NEW YORK, N.Y. – Shares in various benchmarks around the world are recovering as the US-Iran issue seems to have died down. London shares are expected to be in the green as the markets open. Meanwhile, US futures and Tokyo stocks are edging higher.
The IG Futures show that the FTSE will open at 7,609.40, around 34.06 points higher than the previous day. The index was down 0.6% or 47.06 points and closed at 7,575.34 on Monday.
The US shares started low on Monday in response to sluggish trading in Asia and Europe. But it was able to buck the trend and went up at the end of the day. The Dow Jones was 0.2% higher at the close. The S&P 500 was also up by 0.4% while the Nasdaq Composite gained 0.6%.
All three indices reached new highs on intraday trading, even though it opened lower.
Market analysts say that there were signs that the abrupt declines that followed last week’s events are abating. The lack of safe-haven buying in treasuries indicate that even though investors were worried by Iran’s reaction, they were encouraged to buy back stocks when gold and oil prices didn’t consolidate.
The geopolitical tension in the Middle East didn’t stop US stock futures, which was near the flatline early Tuesday. Dow Jones futures went up by 37 points, suggesting it will open higher by eight points or more.
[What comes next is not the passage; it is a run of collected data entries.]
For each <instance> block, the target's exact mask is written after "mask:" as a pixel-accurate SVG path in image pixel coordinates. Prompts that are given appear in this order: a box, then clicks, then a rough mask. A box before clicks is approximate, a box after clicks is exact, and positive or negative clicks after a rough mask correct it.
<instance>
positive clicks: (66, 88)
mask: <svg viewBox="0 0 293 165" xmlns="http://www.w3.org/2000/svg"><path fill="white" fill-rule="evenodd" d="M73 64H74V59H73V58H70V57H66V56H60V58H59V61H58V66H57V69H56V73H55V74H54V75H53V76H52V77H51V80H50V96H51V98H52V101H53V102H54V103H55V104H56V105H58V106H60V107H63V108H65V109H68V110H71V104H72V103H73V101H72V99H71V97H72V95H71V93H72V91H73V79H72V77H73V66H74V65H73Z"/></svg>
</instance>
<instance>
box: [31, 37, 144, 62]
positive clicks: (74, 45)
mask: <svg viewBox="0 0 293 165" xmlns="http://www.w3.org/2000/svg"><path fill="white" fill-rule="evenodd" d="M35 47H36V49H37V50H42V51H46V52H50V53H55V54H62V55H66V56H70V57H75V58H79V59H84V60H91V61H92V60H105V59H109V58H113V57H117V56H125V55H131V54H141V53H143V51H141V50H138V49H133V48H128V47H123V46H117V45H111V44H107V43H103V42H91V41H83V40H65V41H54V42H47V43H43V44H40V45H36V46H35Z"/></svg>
Meanwhile, futures on the Nasdaq and the S&P 500 remained flat.
Oil prices lost their recent gains early on Tuesday as well. Brent oil was pegged at $68.30 a barrel while the WTI was selling at $62.73 per barrel.
Japanese shares plummeted on Monday, but the lack of retaliation from Iran and US indices recovering overnight helped Tokyo stock to rebound on Tuesday.
The Nikkei 225 gained 1.60% or 370.86 points to reach 23,575.72 at the close. The Topix also ended the day on a high. The index rose by 1.62% or 27.56 points to end at 1,725.05.
The positive showing was helped largely by the precision instruments, real estate, and service sectors.
Stakeholders are still monitoring the situation in the Middle East, especially in the wake of US President Donald Trump’s threatening Iraq with sanctions. The country had passed a resolution that called for foreign soldiers to be expelled from Iraq.
If the status quo is maintained and no major clashes occur between the US and Iran, stock markets around the world would focus on the trade deal’s scheduled signing on January 15.